“Lo único que quiere la gente es que la quieran”

La vida cuán extraña es. Todo puede cambiar en un segundo, y por una vez en meses ha sido para bien. La luz traspasa la ventana del onceavo piso del National Press Building mientras mis mejillas se sonrojan por lo vivido los últimos días. Torpe, loco, entusiasta, ambiguo y sin futuro, pero es excitante, sin ninguna duda. Dos semanas de vacaciones, cortas -necesito quejarme sino no sería yo-, que me han mostrado la realidad, una realidad optimista y un gran consejo, “lo único que quiere la gente es que le quieran”.

Una frase tan obvia, y seguramente para muchos manida, que esconde una verdad más profunda que la propia verdad. Me explico. Durante años, nos enseñan que nos tenemos que defender de la adversidad (que por supuesto son “los otros”). Que lo que hay fuera de las cuatro paredes seguras en las que vives es un mundo hostil lleno de trabas en el que sobrevive el más fuerte, el más avispado, el más acorde con una sociedad que en muchos casos, por no decir en todos, nos da la espalda… qué mal!!! cuánta ansiedad!!

Todo es mucho más simple que eso o más difícil según se mire. La vida ya nos enseña sola su cara más amarga, para que nosotros la compliquemos. Está claro, que esta tarea tal vez fácil para algunos, para mí no lo es: Soñadora eterna, paranoica constante, absurda en miles de ocasiones y asustadiza casi todos los días -ya sabéis yo y los aviones-.  La idea de dejarme llevar y perder el control,de disfrutar de la pureza de un momento, de un instante… no es una ardua tarea.

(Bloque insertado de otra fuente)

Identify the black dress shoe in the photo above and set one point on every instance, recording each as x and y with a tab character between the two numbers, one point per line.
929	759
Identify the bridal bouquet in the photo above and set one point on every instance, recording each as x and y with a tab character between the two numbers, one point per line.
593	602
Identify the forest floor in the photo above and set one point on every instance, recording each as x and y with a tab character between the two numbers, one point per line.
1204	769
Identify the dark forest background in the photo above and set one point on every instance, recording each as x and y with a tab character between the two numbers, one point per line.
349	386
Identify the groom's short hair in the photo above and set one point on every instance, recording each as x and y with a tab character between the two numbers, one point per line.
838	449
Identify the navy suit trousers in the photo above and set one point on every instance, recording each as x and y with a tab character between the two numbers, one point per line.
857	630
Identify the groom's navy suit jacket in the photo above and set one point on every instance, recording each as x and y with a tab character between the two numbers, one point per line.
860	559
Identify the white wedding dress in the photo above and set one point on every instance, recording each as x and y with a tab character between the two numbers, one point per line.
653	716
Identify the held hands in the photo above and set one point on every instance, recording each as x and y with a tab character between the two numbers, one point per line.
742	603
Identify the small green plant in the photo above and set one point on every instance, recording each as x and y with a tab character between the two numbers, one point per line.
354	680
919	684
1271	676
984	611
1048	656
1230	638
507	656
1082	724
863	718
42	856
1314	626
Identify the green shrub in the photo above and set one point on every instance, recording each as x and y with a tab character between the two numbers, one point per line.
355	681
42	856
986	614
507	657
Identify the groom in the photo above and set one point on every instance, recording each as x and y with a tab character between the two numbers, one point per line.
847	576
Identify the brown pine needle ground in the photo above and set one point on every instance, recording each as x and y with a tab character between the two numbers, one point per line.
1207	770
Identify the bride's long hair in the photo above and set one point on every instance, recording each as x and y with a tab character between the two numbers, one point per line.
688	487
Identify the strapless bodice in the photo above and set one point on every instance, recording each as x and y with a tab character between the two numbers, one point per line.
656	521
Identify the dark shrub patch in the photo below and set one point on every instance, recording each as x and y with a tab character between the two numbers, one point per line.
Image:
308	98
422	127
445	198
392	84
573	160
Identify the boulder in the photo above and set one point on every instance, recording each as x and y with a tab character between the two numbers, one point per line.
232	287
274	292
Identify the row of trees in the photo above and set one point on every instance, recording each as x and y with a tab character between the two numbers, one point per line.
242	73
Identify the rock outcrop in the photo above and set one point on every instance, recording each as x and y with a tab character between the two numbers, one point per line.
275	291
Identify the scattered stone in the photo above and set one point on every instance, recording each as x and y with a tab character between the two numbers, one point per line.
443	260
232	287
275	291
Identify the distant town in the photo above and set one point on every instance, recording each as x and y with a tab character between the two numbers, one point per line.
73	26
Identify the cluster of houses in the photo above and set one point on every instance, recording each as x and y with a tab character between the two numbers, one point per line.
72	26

Muchos han colocado y colocarán piedras en mi camino, en el de todos seguramente, pero la forma de combatir esta situación es donde está la diferencia, donde reside el secreto. Muchas veces me he complicado yo misma el camino con armas como el cinismo o la bordería pero realmente eran una caperuza que me permitía, de forma ilusoria, vivir. ¿Pero, lo hacía realmente?. Lo he hecho lo mejor que he podido, como todos.

Añoro España, claro que la añoro. Pero adoro vivir aquí, a este lado del océano. Vente para acá! En un país de extremos, dónde eres incapaz de coger un autobús un domingo pero dónde la solidaridad se vive en los barrios, en la gente… dónde las escuelas separan por sexos, razas u orientación sexual pero las universidades crean a los mejores genios… dónde yo me perdí y sin embargo me he llegado a encontrar. Habrá momentos duros, momentos de incertidumbre, momentos en los que tirar la toalla parecerá lo más fácil.

La gente no debería intentar ser feliz, ya que eso requeriría un gran esfuerzo, una lucha constante y eterna de aquellos que rozan con sus dedos esa felicidad tan anhelada y sin querer por el camino se pierden todo lo que está sucediendo. Su presente, su vida. El amor, la tristeza, el enfado son emociones normales y hay que sentirlas.

Me rindo ante la vida. Voy a dejar que me sorprenda.